Atm Malware Download – Winpot Atm Malware Download into Slot Machines.
Kaspersky is back and uncovering major cybercriminals! This malware, which is dubbed “WinPot”, has caused all news outlets to go crazy. It’s an ATM payload that causes the machine, kind of like a casino coin machine, to spew money.
Ploutus D is a similar malware threat that we briefly discussed a few years ago. That’s right. You can be sure that your assets will remain safe and sound in the XP Box. It’s easy to believe that every bank has everything.
Is this malware? I traced it back to a forum (that’s not on the darknet like how most outlets are reporting) after an easy Google search, called “club2crd”. The primary concern I have with WinPot that I found on this forum is 8/18/2018 when a user called “Muhammad98” sold it for USD 1000. This WinPot version, which is older, targets Wincor ATMs manufactured in Nixdorf. It is the same brand as the Ploutus D Malware.
WinPot version 3 was another concern. It dates back to Dec 9, 2018. “wav” is a user who appears to be a Senior member (yes, he’s super 1337). He was selling the trojan for 1 BTC, which was USD 6440.5 back then. It is doubtful that even half of these forums are convinced of the utility of their tool. I think “1 BTC” is a random number they use to buy almost anything they have. Did you see that old CC dump, too? That’s one bitcoin.

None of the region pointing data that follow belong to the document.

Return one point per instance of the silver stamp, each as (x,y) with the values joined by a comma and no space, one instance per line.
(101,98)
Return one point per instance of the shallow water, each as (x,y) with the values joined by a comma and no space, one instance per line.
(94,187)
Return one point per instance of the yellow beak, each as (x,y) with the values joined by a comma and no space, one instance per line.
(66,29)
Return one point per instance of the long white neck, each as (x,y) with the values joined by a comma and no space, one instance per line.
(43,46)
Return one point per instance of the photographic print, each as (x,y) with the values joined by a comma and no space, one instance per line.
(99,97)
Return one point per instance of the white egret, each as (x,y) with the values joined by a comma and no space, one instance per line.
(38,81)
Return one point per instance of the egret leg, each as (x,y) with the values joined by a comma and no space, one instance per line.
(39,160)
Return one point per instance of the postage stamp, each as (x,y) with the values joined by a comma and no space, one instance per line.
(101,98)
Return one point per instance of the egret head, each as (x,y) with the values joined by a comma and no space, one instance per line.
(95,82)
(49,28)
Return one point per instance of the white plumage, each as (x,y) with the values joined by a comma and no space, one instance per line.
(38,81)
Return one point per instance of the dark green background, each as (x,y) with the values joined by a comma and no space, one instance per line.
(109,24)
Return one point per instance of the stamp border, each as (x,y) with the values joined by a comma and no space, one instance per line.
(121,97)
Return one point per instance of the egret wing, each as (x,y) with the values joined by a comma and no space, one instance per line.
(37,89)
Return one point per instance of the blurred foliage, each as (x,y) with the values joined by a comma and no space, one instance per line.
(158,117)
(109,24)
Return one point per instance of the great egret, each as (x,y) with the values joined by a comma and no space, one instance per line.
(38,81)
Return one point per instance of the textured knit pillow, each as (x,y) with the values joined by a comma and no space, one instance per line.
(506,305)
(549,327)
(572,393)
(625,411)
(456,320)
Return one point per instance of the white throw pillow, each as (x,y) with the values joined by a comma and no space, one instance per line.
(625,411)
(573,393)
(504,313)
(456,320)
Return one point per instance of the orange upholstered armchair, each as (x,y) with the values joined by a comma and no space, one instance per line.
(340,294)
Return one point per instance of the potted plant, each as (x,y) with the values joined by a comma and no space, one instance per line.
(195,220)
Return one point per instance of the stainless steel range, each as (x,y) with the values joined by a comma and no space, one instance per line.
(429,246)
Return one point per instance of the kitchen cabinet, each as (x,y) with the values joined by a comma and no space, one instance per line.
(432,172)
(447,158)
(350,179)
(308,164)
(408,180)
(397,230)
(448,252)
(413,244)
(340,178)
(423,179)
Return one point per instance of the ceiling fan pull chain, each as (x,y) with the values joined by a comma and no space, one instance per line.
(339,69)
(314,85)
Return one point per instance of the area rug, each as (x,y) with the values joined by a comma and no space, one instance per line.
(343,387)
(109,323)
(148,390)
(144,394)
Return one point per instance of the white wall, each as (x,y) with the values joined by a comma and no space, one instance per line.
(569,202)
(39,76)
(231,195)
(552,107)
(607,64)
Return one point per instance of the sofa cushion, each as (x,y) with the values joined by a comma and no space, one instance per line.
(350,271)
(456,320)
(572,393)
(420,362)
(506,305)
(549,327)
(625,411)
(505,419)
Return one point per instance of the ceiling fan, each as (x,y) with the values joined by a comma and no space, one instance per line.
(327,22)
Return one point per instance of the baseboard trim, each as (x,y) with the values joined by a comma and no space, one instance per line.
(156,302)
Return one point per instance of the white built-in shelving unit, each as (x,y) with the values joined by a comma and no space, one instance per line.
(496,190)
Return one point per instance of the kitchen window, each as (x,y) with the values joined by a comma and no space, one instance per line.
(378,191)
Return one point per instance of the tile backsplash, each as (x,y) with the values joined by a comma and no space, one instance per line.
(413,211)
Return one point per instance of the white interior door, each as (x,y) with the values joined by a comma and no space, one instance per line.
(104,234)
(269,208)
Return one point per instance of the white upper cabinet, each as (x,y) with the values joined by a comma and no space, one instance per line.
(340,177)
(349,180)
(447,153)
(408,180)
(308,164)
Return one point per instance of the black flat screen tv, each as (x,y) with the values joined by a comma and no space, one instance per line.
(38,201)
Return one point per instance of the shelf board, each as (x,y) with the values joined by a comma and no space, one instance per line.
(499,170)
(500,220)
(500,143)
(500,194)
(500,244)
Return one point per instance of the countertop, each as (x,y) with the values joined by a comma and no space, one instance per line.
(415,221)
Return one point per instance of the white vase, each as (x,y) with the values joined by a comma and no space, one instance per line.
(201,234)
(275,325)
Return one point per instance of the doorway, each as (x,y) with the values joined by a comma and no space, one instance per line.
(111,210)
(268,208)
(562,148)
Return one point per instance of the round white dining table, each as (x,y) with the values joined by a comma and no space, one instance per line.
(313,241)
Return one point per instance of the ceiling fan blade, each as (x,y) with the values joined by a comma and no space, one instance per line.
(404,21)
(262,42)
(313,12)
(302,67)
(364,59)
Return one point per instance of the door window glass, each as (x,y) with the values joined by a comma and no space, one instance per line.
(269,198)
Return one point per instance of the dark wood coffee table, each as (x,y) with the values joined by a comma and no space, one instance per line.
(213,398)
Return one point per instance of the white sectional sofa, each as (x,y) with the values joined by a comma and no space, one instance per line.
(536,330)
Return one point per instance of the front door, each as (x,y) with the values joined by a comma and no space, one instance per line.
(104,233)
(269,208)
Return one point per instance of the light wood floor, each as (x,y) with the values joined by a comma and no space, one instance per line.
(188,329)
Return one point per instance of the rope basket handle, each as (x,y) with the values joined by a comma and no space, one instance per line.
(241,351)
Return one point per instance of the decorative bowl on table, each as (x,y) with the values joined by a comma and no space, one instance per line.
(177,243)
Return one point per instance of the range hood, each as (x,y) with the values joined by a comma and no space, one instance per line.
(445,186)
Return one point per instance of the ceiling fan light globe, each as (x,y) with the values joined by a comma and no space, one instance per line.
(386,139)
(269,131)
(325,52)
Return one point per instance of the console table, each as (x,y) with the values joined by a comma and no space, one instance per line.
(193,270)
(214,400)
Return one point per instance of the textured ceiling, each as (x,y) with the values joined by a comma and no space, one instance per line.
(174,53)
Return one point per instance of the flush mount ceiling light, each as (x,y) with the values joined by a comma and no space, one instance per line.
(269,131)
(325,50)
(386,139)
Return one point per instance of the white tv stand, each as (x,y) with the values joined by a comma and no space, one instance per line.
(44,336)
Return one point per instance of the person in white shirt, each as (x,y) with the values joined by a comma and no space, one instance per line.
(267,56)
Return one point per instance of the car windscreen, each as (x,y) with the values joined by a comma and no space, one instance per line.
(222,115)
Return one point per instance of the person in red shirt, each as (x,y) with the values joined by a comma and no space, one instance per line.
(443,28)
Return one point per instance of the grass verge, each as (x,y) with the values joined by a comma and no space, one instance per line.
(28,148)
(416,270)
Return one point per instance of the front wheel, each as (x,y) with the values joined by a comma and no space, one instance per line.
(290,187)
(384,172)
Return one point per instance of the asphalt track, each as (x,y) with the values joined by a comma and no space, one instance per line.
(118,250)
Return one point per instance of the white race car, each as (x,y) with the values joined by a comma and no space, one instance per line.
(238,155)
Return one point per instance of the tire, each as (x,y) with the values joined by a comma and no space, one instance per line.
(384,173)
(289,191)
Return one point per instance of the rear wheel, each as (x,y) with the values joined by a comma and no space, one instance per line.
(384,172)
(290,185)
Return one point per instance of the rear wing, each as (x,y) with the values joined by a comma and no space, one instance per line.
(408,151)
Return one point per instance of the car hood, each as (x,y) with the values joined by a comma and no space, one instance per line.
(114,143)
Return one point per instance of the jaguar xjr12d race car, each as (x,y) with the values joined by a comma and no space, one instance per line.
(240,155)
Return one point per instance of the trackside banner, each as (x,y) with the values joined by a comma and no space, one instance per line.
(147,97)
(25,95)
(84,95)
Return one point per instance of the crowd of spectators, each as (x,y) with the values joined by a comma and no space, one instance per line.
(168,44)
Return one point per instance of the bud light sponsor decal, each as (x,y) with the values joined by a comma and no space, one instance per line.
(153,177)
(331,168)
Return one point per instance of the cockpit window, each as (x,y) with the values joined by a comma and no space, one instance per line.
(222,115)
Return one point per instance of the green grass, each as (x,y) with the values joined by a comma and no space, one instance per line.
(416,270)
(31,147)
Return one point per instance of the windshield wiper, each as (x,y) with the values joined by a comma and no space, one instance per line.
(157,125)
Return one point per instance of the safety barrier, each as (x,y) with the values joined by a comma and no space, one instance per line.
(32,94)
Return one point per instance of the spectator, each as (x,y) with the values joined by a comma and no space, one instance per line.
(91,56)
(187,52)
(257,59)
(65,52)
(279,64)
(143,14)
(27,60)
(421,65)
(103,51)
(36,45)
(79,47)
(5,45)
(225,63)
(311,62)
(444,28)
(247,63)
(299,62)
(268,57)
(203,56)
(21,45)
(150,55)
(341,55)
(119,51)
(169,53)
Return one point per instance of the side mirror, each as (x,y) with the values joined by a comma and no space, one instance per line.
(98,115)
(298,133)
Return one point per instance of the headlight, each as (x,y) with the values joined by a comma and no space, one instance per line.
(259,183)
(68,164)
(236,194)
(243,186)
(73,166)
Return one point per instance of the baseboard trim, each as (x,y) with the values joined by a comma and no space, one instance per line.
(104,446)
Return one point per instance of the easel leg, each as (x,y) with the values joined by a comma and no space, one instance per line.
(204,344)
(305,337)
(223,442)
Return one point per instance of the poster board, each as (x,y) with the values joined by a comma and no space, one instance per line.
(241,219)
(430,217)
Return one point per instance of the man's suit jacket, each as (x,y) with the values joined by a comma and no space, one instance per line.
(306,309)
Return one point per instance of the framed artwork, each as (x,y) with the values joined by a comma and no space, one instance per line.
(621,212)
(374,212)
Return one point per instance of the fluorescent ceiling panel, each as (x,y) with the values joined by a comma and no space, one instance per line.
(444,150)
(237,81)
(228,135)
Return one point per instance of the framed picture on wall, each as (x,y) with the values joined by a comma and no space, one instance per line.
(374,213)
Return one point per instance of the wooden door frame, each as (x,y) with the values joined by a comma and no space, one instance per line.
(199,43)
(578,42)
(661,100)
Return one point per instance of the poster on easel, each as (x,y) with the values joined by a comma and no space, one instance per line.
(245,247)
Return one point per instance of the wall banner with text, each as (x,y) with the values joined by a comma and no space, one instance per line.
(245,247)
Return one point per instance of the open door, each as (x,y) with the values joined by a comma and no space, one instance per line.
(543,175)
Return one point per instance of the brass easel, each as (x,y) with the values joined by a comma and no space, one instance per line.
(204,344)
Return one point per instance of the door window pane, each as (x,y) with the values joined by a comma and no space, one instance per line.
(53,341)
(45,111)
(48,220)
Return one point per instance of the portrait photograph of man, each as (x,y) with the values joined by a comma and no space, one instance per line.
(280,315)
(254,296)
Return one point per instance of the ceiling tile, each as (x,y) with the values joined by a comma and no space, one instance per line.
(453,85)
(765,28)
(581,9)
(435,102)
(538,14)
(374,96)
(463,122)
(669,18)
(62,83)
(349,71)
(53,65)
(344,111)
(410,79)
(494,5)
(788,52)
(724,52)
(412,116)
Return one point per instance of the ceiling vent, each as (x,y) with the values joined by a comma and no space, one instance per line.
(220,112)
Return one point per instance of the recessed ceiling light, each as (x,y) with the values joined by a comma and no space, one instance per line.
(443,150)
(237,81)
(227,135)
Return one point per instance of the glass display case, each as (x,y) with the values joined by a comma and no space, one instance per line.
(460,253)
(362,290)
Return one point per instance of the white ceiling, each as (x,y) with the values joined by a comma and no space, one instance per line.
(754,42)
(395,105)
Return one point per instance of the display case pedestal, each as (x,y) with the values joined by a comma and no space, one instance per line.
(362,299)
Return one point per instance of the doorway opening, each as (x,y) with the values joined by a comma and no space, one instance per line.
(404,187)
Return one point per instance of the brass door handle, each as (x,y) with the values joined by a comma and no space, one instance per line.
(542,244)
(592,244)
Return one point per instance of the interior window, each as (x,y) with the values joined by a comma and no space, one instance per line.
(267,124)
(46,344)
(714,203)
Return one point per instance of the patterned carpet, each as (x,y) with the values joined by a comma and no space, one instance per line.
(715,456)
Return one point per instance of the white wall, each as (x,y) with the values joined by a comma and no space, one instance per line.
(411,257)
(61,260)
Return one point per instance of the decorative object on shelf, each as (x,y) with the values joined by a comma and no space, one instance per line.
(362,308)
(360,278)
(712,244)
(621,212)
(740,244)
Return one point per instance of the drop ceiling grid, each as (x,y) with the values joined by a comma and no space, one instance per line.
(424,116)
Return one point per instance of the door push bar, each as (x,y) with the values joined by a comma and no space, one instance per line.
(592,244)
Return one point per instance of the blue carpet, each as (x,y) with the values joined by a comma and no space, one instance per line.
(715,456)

This malware piece is not worth six thousand dollars, so don’t believe me.
It gets more complicated Google search queriesI found another malware strand that was built from WinPot. It’s called “Annuit Coeptis” and is the same as WinPot. It costs 500 USD.
Additional Muhammad98 sells this version. He was also the same one who sold WinPot’s previous version. What’s the difference? I don’t understand. The program’s functionality is exactly the same as the screenshot. After five minutes, I found a forum response stating that the program didn’t work. Because the program’s author is not proficient in coding, it crashes. Below is a video of the WinPot malware being used on an unspecified ATM.
WinPot malware has been able to hack ATMs via a slot machine interface
- Winpot Atm Malware is designed to hack ATMs and force them to empty their cassettes.
- WinPot is an ATM malware which uses a coin machine interface in order to steal money from ATMs.
Researchers studied WinPot replacement malware. It was first discovered on underground forums back in March 2018. WinPot, an ATM malware, uses a coin-machine interface to steal cash from ATMs. ATMPot also goes by the name WinPot. It is designed for ATMs to be attacked and forced to empty their funds.
Interface to slot machine
WinPot malware attackers have spent a lot on creating an interface that looks almost like a coin-machine. This is most likely the preferred term ATM-jackpotting.
The WinPot interface includes a visible indicator of an ATM’s cassettes.
- Each cassette contains a reel that is numbered 1 through 4. 4, which corresponds to the maximum cash out cassettes that can found at an ATM.
- Each cassette has buttons that can be labeled with the following labels: SPIN (SCAN), SLOT(SLOT), STOP (STOP).
- After victims press SPIN, the ATM starts dispensing cash from the cassette.
- To update SLOT numbers, the SCAN button scans ATMs.
- The STOP button will prevent cash from being disbursed from the machine.
Kaspersky Lab researchers looked at the WinPot sample to find more models that were modified.
The malware seller recently offered WinPot version 3. It features a revamped interface as well as a program called “ShowMeMoney”, which is almost identical to the interface for coin machines. This mechanism looks almost like Cutlet Maker malware.
WinPot authors change the malware to suit future purposes.
- WinPot allows you to make new samples and modifications to ATM security systems.
- Modifications to WinPot have been made in order to prevent cash mules from using WinPot for their own purposes.
- Modifications may be made to bypass ATM limitations, improve the interface or correct errors.
“We expect to find more modifications of the ATM malware. This threat can be prevented by using device control software as well as process whitelisting. The first will stop malware being introduced to ATM computers via the USB path. Researchers stated in a blog that the first will block the USB path to installing malware directly into an ATM computer.